# "L" and "O" keys don't work



## k-rock (Oct 2, 2004)

my o and l keys dont work anymore -- they haven't since yesterday
i have to paste "ol." from my clipboard whenever i want to use 'em
which is like every 2 words

oh yeah my period . doesn't work either

i don't know what else to say
i have win ME with 600mhz and 12 mb ram 
i'm on a laptop too if that helps
i didn't install anything, or anything before it stopped working
i was typing and in the first half of the line, i saw o's and l's but
then all of a sudden it stopped

its really gettin' on my nerves havin' to paste ol. every 5 seconds and havin' to arrow around and delete the other two when i'm tryin' to type
so any help is appreciated
thanks


----------



## Arcadion (Sep 2, 2004)

I would suggest getting a replacement keyboard for your laptop (quite expensive) or plugging in an external PS/2 or USB keyboard.


----------



## Lurker1 (Jan 30, 2001)

You didn't post what make or model of laptop you have.
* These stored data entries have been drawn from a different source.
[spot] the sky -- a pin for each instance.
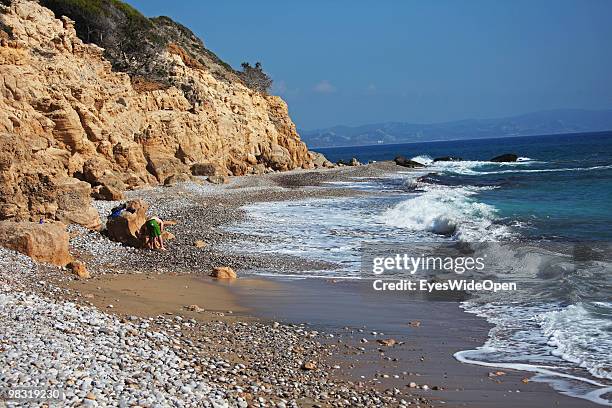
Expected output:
(341, 62)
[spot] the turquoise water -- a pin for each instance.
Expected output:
(559, 324)
(563, 190)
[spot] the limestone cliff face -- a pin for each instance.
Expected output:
(65, 113)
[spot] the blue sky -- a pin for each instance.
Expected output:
(357, 62)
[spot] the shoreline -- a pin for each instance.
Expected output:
(149, 287)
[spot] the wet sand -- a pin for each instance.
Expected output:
(427, 353)
(348, 310)
(351, 311)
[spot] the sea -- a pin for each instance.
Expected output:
(554, 202)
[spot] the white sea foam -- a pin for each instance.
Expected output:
(574, 333)
(424, 159)
(522, 339)
(447, 211)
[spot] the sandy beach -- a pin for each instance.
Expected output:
(259, 333)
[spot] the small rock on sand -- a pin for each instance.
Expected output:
(309, 366)
(387, 342)
(223, 272)
(195, 308)
(78, 268)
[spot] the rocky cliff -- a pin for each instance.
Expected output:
(69, 121)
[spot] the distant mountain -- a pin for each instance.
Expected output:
(537, 123)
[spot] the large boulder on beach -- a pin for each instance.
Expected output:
(206, 169)
(319, 160)
(107, 193)
(404, 162)
(127, 227)
(223, 272)
(505, 158)
(46, 242)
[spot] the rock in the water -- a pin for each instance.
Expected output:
(402, 161)
(46, 242)
(387, 342)
(354, 162)
(447, 158)
(128, 226)
(78, 268)
(223, 272)
(107, 193)
(505, 158)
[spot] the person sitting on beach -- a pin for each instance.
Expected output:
(155, 227)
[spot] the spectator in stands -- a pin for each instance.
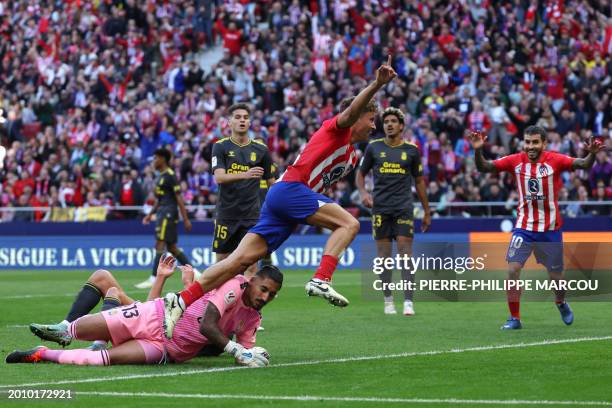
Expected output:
(95, 86)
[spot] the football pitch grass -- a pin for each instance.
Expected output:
(449, 354)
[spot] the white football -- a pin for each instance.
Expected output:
(262, 351)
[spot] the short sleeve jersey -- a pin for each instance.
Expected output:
(240, 199)
(395, 169)
(538, 186)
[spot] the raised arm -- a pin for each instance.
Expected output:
(422, 194)
(350, 115)
(483, 165)
(593, 146)
(165, 269)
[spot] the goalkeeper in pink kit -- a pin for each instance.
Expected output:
(297, 198)
(136, 331)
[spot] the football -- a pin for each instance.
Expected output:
(262, 351)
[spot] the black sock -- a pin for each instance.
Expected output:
(110, 303)
(182, 258)
(386, 277)
(156, 262)
(85, 301)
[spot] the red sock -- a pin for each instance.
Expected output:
(192, 293)
(514, 304)
(515, 309)
(326, 267)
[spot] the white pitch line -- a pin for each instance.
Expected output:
(316, 398)
(315, 362)
(73, 294)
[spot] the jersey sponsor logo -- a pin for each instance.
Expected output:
(229, 297)
(533, 186)
(393, 168)
(236, 168)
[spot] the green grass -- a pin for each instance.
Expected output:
(301, 329)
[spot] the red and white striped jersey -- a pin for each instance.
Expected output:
(538, 186)
(327, 157)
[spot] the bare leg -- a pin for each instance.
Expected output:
(404, 247)
(104, 280)
(344, 226)
(383, 250)
(559, 294)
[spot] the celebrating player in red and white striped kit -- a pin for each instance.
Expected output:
(537, 174)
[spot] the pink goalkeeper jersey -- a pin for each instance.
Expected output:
(538, 186)
(236, 318)
(327, 157)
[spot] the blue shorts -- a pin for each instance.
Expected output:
(547, 247)
(287, 205)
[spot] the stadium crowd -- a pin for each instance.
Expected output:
(91, 89)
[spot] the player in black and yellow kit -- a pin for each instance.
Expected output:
(263, 191)
(168, 195)
(396, 165)
(239, 166)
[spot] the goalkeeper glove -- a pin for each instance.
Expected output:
(257, 357)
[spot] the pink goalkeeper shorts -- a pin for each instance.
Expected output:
(142, 322)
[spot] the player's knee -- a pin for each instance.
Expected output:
(514, 271)
(100, 277)
(112, 292)
(353, 226)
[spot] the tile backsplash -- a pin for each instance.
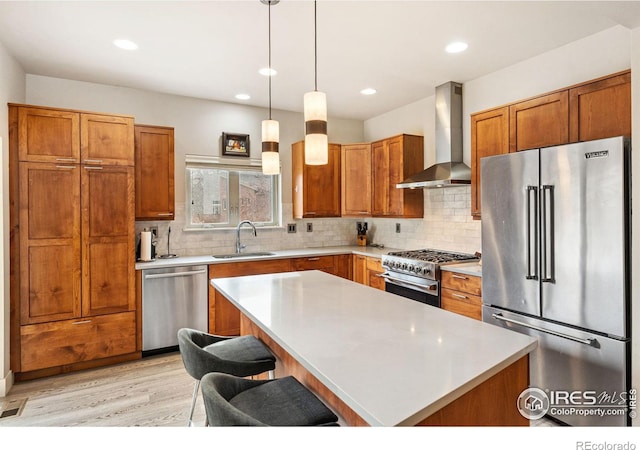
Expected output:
(447, 225)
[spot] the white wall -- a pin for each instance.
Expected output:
(12, 90)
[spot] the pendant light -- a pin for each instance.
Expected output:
(270, 127)
(316, 142)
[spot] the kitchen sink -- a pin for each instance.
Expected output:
(243, 255)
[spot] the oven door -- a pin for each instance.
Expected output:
(414, 288)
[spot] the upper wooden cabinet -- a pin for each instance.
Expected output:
(393, 160)
(595, 109)
(356, 180)
(539, 122)
(601, 109)
(316, 189)
(106, 139)
(48, 135)
(154, 167)
(489, 137)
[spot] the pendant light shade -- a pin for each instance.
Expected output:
(270, 127)
(316, 142)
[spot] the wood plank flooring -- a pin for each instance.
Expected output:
(154, 391)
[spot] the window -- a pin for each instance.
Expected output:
(221, 194)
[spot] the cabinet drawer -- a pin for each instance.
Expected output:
(461, 282)
(461, 303)
(69, 341)
(312, 263)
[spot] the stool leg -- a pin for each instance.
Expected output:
(196, 387)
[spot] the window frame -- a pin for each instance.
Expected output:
(232, 165)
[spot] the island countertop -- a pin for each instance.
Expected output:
(392, 360)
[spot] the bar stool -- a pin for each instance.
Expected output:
(203, 353)
(234, 401)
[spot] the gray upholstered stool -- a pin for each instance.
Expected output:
(230, 401)
(203, 353)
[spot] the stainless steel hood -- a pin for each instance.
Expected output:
(449, 169)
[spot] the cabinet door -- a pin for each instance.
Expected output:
(360, 269)
(107, 139)
(108, 238)
(489, 137)
(380, 170)
(601, 109)
(46, 135)
(316, 189)
(155, 190)
(356, 180)
(49, 196)
(539, 122)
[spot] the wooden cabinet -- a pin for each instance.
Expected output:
(489, 137)
(595, 109)
(316, 189)
(393, 160)
(366, 270)
(462, 294)
(72, 244)
(356, 180)
(155, 165)
(601, 109)
(539, 122)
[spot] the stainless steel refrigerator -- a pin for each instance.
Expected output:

If its a Dell try removing the keyboard (after removing the screws in the back marked K) and reseat the keyboard connector. BOL


----------



## k-rock (Oct 2, 2004)

toshiba satellite 1715xcds
:-/ nope dont have a dell


----------



## martini_kiss (Nov 19, 2004)

have you tried taking off the keyboard out, and cleaning it??


----------



## k-rock (Oct 2, 2004)

do ya mean take all the keys off and cleanin it? haven't tried it
i dont know if i said this, but it broke a few months ago, but then it worked 
the next day, so i've just been waiting for it to work again, but its been like 
2 or 3 days
also, my 9 key broke and i didn't realize it until just now, 
so the whole "9 o l ." column down my keyboard doesn't work...
hmmm.......
maybe a hair, i dont know
i dont know anything about keyboards
not much about computers for that matter


----------



## martini_kiss (Nov 19, 2004)

yea, like take the keys off, see whats under there,god knows what u might find lol.

good luck


----------



## Rockn (Jul 29, 2001)

Taking the keys off won't fix it. Try connecting an external keyboard like suggested. A replacement keyboard will cost you more than the laptop is worth.


----------